Ugandan troops, backed by a very small contingent of U.S. military advisers, raided an illegal taxation checkpoint in rural southern Somalia, west of the country’s capital Mogadishu, NBC News learned from Capt. Jeff Davis, a Pentagon spokesperson.
The U.S. military’s mission was to advise and assist, noted Davis.
American troops have been supporting their Somali counterparts and their allies in their fight against al-Shabaab for a few years.
In early March, U.S. manned and unmanned aircraft bombed an al-Shabaab training camp in Somalia, killing over 150 jihadists.
Up to 20 members of al-Shabaab, also spelled al Shabab, attacked the Ugandan troops during the recent raid.
In response, the U.S. military called in a “defensive” airstrike.
Although U.S. ground forces were “nearby” at the time of raid, they did not open fire on al-Shabaab or vice versa.
NBC News quoted an unnamed defense official as saying that an MQ-9 Predator drone that was flying at the time and capable of providing a quick response carried out the strike.
An estimated 50 American service members are currently deployed to al-Shabaab’s home country in support of the African Union Mission in Somalia (AMISON).
“This is the second kinetic incident with the U.S. in Somalia this week,” reports NBC News. “The first incident occurred on Tuesday when a small group of U.S. military supported a Somali military mission against a group of al Shabab militants.”
Prompted by intelligence that the jihadist group was planning to attack a nearby AMISON compound, the U.S. military supplied helicopters as well as advise and assist for Tuesday’s mission.
Al-Shabaab has pledged allegiance to Islamic State (ISIS/ISIL) rival al-Qaeda.
However, Reuters reported in October 2013 that “a senior al Shabaab commander and about 20 of his followers have pledged allegiance to Islamic State, the first move of its kind to emerge in the Somali militant group.”
The commander was identified as Abdiqadir Mumin from the Puntland region of Somalia.
Mumin is now leading a growing pro-ISIS group in Somalia, notes Voice of America (VOA).
Nevertheless, ISIS jihadists have been engaged in turf battles with al-Shabaab in Somalia.
Land battles between the two groups and pressure from the Kenyan military, backed by Somali troops, appear to be pushing al-Shabaab into from Somalia into neighboring Kenya.

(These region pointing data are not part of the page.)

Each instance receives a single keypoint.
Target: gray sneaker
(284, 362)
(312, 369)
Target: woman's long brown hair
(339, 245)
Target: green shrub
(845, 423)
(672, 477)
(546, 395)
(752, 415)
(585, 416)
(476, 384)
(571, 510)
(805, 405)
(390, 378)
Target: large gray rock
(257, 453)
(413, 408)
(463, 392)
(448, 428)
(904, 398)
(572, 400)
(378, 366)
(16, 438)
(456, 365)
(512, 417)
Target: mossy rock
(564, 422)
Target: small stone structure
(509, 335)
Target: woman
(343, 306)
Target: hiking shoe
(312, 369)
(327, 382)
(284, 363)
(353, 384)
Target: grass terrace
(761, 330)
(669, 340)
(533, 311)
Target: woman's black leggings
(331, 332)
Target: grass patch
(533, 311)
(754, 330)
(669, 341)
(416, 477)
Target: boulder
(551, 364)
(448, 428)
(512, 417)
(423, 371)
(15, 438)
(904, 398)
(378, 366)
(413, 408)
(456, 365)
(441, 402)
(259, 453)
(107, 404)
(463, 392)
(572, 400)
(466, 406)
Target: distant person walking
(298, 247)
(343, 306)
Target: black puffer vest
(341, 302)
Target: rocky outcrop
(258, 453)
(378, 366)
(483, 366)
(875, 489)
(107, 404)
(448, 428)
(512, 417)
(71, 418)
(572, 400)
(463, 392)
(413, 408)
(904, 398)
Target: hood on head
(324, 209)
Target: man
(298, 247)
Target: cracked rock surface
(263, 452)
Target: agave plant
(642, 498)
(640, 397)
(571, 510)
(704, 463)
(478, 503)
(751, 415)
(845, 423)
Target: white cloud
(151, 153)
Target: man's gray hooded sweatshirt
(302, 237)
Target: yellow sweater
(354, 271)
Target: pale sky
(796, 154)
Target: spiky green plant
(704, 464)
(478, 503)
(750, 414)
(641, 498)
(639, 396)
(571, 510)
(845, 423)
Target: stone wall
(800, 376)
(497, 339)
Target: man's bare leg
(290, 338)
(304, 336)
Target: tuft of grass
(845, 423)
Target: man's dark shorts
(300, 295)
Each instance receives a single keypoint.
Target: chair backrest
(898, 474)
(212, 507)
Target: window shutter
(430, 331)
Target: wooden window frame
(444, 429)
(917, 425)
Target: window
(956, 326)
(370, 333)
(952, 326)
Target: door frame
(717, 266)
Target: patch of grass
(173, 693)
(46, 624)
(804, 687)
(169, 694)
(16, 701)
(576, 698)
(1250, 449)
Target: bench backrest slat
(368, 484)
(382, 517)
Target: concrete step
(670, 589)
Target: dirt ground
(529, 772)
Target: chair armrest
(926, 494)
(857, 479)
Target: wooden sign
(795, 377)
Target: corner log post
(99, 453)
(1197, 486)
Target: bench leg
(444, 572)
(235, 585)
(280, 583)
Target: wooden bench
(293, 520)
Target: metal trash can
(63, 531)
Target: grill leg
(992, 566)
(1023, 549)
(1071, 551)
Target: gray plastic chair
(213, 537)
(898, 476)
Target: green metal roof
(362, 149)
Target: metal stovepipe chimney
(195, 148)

Abdi Hassan Hussein, the former Director of the U.S.-backed Puntland Intelligence Agency (PIA) has reportedly warned that the number of pro-ISIS jihadists in Somalia has grown.
The number of pro-ISIS militants in Somalia has increased from 20-30 men when it was founded in October 2015 to between 100-150 now.
“They have graduated their first units and they have received their military supplies,” said Hussein.
“They received military supplies from Yemen – weapons, uniform, ISIS sent trainers who inspected their bases, and they have started sending financial support,” he added. “The weapons’ shipment was delivered by sea from Mukallah city in Hadramouth, it has arrived from the Red Sea coast of Somalia in February and March this year.”